Sharipov, the winner of the Paris-based World Association of Newspapers' 2004 Golden Pen of Freedom award, had admitted his homosexuality, despite a Soviet-era law in Uzbekistan that prohibits such behavior.
At the time, international media-freedom organizations and human rights watchdogs -- including Human Rights Watch and the Committee to Protect Journalists -- believed it was Sharipov's work -- and not his lifestyle -- that were behind his legal problems.
Sharipov concurred in an interview today from his new home in California: "Starting in 2001, I worked for the Russian information agency PRIMA that focuses on human rights and media matters in various republics and countries. I was their correspondent in Uzbekistan. Mainly, my articles were about abuses by the militia and the corruption of top officials."
Sharipov said threats against him and his colleagues began to be made soon after his articles appeared on various Internet sites. If the authorities missed the articles on the Internet, they were unlikely to miss them when they appeared in their offices, however.
"We sent our articles to the government, to the presidential apparatus, the Interior Ministry, the National Security Service and other ministries," Sharipov said. "And according to Uzbek law, the government is obligated to read them, and this brought our work to their attention."
Sharipov worked with independent Uzbek human rights groups while he continued his writing. Sharipov said other independent journalists were willing to voice criticism, too, but did not want to address it toward anyone in particular. He said he and a few of his colleagues, however, named officials and wrote about their alleged misdeeds.
The pressure on Sharipov grew. He said he was followed, that his home was put under 24-hour surveillance, and that he was attacked by unknown people and taken to hospital. He said a friend at one of the human rights groups was detained on charges of Islamic extremism but released when international rights organizations pointed out that he was an ethnic Russian from Russia and not even a Muslim.
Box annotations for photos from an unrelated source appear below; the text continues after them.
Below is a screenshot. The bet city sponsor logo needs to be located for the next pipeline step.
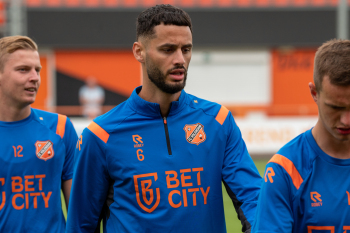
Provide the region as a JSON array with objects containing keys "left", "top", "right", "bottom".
[
  {"left": 0, "top": 174, "right": 52, "bottom": 211},
  {"left": 134, "top": 167, "right": 210, "bottom": 213}
]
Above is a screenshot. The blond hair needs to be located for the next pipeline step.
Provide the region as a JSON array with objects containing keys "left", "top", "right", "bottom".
[
  {"left": 0, "top": 36, "right": 38, "bottom": 72},
  {"left": 314, "top": 39, "right": 350, "bottom": 92}
]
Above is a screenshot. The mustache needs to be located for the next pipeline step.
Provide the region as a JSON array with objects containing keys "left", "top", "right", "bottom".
[{"left": 167, "top": 66, "right": 187, "bottom": 75}]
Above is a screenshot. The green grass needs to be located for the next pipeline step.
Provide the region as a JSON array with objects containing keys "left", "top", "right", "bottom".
[
  {"left": 61, "top": 159, "right": 268, "bottom": 233},
  {"left": 222, "top": 159, "right": 268, "bottom": 233}
]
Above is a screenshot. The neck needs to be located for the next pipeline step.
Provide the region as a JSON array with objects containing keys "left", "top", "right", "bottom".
[
  {"left": 139, "top": 82, "right": 181, "bottom": 117},
  {"left": 0, "top": 104, "right": 31, "bottom": 122},
  {"left": 312, "top": 120, "right": 350, "bottom": 159}
]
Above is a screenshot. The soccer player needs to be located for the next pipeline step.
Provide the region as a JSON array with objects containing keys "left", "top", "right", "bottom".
[
  {"left": 67, "top": 5, "right": 262, "bottom": 233},
  {"left": 253, "top": 39, "right": 350, "bottom": 233},
  {"left": 0, "top": 36, "right": 77, "bottom": 233}
]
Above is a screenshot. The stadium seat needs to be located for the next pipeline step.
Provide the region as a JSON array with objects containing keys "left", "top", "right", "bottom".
[
  {"left": 84, "top": 0, "right": 102, "bottom": 7},
  {"left": 63, "top": 0, "right": 80, "bottom": 7},
  {"left": 103, "top": 0, "right": 119, "bottom": 7},
  {"left": 26, "top": 0, "right": 41, "bottom": 7}
]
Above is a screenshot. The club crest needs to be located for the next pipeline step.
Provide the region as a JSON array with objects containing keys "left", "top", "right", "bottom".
[
  {"left": 184, "top": 123, "right": 207, "bottom": 145},
  {"left": 35, "top": 140, "right": 55, "bottom": 161}
]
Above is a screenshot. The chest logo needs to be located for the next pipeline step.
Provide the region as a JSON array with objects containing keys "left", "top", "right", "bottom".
[
  {"left": 310, "top": 192, "right": 322, "bottom": 207},
  {"left": 184, "top": 123, "right": 207, "bottom": 145},
  {"left": 35, "top": 140, "right": 55, "bottom": 161}
]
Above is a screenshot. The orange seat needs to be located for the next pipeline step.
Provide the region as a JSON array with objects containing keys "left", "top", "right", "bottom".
[
  {"left": 26, "top": 0, "right": 41, "bottom": 7},
  {"left": 64, "top": 0, "right": 81, "bottom": 7},
  {"left": 273, "top": 0, "right": 290, "bottom": 7},
  {"left": 46, "top": 0, "right": 62, "bottom": 7},
  {"left": 142, "top": 0, "right": 157, "bottom": 7},
  {"left": 178, "top": 0, "right": 195, "bottom": 7},
  {"left": 123, "top": 0, "right": 138, "bottom": 7},
  {"left": 218, "top": 0, "right": 233, "bottom": 7},
  {"left": 160, "top": 0, "right": 175, "bottom": 5},
  {"left": 311, "top": 0, "right": 328, "bottom": 6},
  {"left": 236, "top": 0, "right": 252, "bottom": 7},
  {"left": 254, "top": 0, "right": 271, "bottom": 7},
  {"left": 293, "top": 0, "right": 310, "bottom": 7},
  {"left": 84, "top": 0, "right": 100, "bottom": 7},
  {"left": 103, "top": 0, "right": 119, "bottom": 7}
]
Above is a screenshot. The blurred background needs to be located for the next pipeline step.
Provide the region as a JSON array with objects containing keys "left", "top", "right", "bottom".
[
  {"left": 0, "top": 0, "right": 349, "bottom": 157},
  {"left": 0, "top": 0, "right": 350, "bottom": 232}
]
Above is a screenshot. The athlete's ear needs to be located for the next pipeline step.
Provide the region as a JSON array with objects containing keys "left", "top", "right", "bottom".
[
  {"left": 309, "top": 82, "right": 317, "bottom": 103},
  {"left": 132, "top": 42, "right": 145, "bottom": 63}
]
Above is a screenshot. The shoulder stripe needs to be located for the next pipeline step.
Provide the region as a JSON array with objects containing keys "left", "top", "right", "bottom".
[
  {"left": 56, "top": 114, "right": 67, "bottom": 138},
  {"left": 215, "top": 106, "right": 229, "bottom": 125},
  {"left": 269, "top": 154, "right": 304, "bottom": 189},
  {"left": 88, "top": 122, "right": 109, "bottom": 143}
]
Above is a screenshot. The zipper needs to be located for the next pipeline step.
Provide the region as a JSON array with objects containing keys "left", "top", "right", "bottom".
[{"left": 163, "top": 117, "right": 172, "bottom": 155}]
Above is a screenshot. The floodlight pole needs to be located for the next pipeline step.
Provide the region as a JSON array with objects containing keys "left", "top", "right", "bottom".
[
  {"left": 337, "top": 0, "right": 349, "bottom": 40},
  {"left": 8, "top": 0, "right": 27, "bottom": 36}
]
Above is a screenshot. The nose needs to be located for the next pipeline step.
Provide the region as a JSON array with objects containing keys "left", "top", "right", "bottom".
[
  {"left": 340, "top": 110, "right": 350, "bottom": 127},
  {"left": 30, "top": 69, "right": 40, "bottom": 82},
  {"left": 173, "top": 49, "right": 185, "bottom": 66}
]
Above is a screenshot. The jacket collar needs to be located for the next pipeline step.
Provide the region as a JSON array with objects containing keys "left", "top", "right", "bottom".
[{"left": 128, "top": 86, "right": 187, "bottom": 117}]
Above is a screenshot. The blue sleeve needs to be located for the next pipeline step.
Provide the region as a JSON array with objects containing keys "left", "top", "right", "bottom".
[
  {"left": 62, "top": 117, "right": 78, "bottom": 180},
  {"left": 252, "top": 163, "right": 294, "bottom": 233},
  {"left": 66, "top": 128, "right": 109, "bottom": 233},
  {"left": 222, "top": 113, "right": 262, "bottom": 232}
]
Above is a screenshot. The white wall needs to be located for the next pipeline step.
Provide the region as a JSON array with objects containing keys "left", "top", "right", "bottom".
[{"left": 185, "top": 50, "right": 271, "bottom": 105}]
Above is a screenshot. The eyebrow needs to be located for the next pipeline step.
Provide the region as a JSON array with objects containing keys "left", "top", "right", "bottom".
[{"left": 159, "top": 43, "right": 193, "bottom": 48}]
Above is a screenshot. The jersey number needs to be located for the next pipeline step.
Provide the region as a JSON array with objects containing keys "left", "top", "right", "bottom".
[
  {"left": 12, "top": 146, "right": 23, "bottom": 157},
  {"left": 136, "top": 149, "right": 145, "bottom": 161}
]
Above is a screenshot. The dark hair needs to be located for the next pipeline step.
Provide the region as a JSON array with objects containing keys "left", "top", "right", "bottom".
[
  {"left": 314, "top": 39, "right": 350, "bottom": 92},
  {"left": 136, "top": 4, "right": 192, "bottom": 40}
]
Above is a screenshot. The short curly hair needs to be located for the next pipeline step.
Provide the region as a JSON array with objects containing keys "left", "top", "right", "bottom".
[
  {"left": 314, "top": 39, "right": 350, "bottom": 92},
  {"left": 136, "top": 4, "right": 192, "bottom": 41}
]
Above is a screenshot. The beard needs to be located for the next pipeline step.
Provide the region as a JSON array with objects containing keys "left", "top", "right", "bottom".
[{"left": 146, "top": 63, "right": 187, "bottom": 94}]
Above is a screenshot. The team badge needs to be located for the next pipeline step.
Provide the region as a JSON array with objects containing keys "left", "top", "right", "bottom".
[
  {"left": 184, "top": 123, "right": 206, "bottom": 145},
  {"left": 35, "top": 140, "right": 55, "bottom": 161}
]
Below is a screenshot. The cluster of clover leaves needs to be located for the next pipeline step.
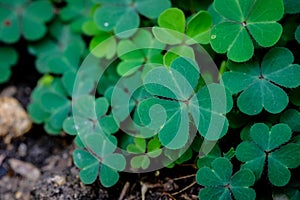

Sharipov said he was not so fortunate and recounted the events of May 2003: "[The Uzbek authorities] arrested me on 26 May 2003. Six days before, they [had] made their last threat. I was told specially that if I didn't leave Uzbekistan, I would either have to stop my work or something unbelievable would happen to me. And sure enough, on 26 May, they arrested me right in the center of Tashkent. During my detention and trial, it turned out that the people who were warning me [to stop work or leave the country] were representatives of the department for antiterrorism in the Interior Ministry."
Sharipov pleaded not guilty at his court hearings. His lawyers managed to prove that there were no grounds for charging Sharipov with extremist activity. New charges of being a homosexual and engaging in homosexual activity with minors replaced the earlier charges.
Rights and media-freedom organizations claimed Sharipov was being tortured in detention. Sharipov said these reports were true: "They started subjecting me to the cruelest torture. They put antigas clothing on me, then burned different substances around me, things like cotton and other material. And in the antigas suit, you can't breathe, and a person starts to suffocate. And at that moment, they have a machine that revolves like an arm coming from the side of the body and the faster it turns the more of an electric shock it gives out. They used other methods on me also. They put cellophane bags on my head [to cause suffocation]. There were other things too frightening to recount."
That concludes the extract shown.